SARs Filed by Money Transmitters: Money transmitter companies are voluntarily filing SARs on customer transactions attempted, initiated or concluded at agent business locations (e.g., grocery store; liquor store; gas station). These filings reveal many varied and complex patterns of activity that appear to involve customers dispersing their transactions and/or structuring dollar amounts of the funds transfers in an attempt to avoid the dollar threshold for required record keeping.
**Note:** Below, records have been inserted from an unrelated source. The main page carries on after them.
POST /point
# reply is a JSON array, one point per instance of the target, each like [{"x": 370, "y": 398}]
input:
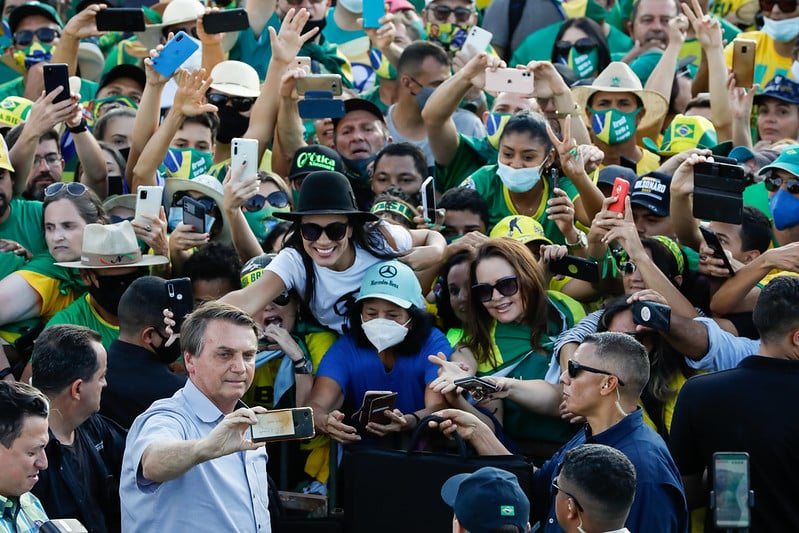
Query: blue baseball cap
[
  {"x": 487, "y": 499},
  {"x": 394, "y": 282}
]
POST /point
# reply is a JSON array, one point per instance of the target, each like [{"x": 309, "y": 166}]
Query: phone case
[
  {"x": 123, "y": 19},
  {"x": 57, "y": 75},
  {"x": 148, "y": 202},
  {"x": 244, "y": 151},
  {"x": 174, "y": 54},
  {"x": 284, "y": 424},
  {"x": 226, "y": 20}
]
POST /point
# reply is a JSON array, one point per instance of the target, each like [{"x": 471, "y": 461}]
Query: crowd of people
[{"x": 579, "y": 244}]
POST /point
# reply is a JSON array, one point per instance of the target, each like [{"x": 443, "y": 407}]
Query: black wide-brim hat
[{"x": 326, "y": 193}]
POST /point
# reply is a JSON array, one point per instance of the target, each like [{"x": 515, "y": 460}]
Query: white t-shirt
[{"x": 332, "y": 287}]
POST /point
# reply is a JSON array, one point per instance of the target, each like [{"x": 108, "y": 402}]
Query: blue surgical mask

While there are many variations of the reported suspicious activities, the following patterns are intended to serve as representative samples.
The primary methods by which the customers of money transmitters appear to disperse and structure transactions to avoid the record keeping requirement thresholds (e.g., below $3,000 or in some instances thresholds of $1,000 imposed by policies of primary money transmitter companies) fit within a combination of the categories listed below:
- multiple send customers send funds transfers to the same receiver or multiple receivers;
- a single send customer sends multiple funds transfers to the same receiver or multiple receivers;
- transactions involving successive funds transfers (often sent a few minutes apart);
- transfers being sent in same dollar amounts structured below record keeping requirements;
- multiple senders and/or receivers sharing common identifiers (e.g., last names, street addresses, telephone numbers--sometimes with slight variations);
- transactions that involve multiple send customers often appear to be conducted, at least on the sending side, at the same agent business office;
- transactions involving multiple send customers in a suspicious group or a cluster of groups (discussed further below);
- transactions involving a single send customer going to different send agent business locations (discussed further below);
- a single send customer using more than one address and/or suspected false address(es).
Example of Basic Structuring Attempt:
One pattern involves obvious attempts by a customer(s) to structure transactions below the record keeping/reporting thresholds. In one example, a customer had sent 11 money transfers (totaling $103,000) to 10 receivers in Nigeria. Two days later, the same customer attempted to send $157,000 (in 18 transactions structured under the CTR threshold) to multiple receivers in Nigeria. After the primary money transmitter company refused the transactions and explained recording/ reporting requirements and pay out restrictions to the customer, the customer then attempted to send eight individuals (his employees) to the same agent business location to send funds to Nigeria on his behalf. These transactions were also refused by the primary company.
Example of Suspicious Activity on the Receive Side:
Suspicious activity has been reported on the receive side of the funds transfer. One money transmitter reported that a receive customer collected numerous funds transfers in a total amount of approximately $66,000 from 36 senders, over a twomonth period. The receive customer listed two different addresses as his primary residences and typically collected multiple transfers on the same day, but picked up the funds transfers at different agent business locations. The transfers were usually sent in structured amounts. The reporting money transmitter company cited the number of senders, structured dollar amounts, and use of different permanent addresses by the receive customer as contributing to the suspicious character of the activity.
Example of a Single Customer Going to Multiple Agent Business Locations:
One suspect customer in one afternoon went to several different U.S.-based agent business locations (of the same money transmitter). At different agent locations, that customer initiated successive, multiple funds transfers in amounts below the record keeping threshold to several receive customers (or sometimes a single receive customer) located either domestically or abroad.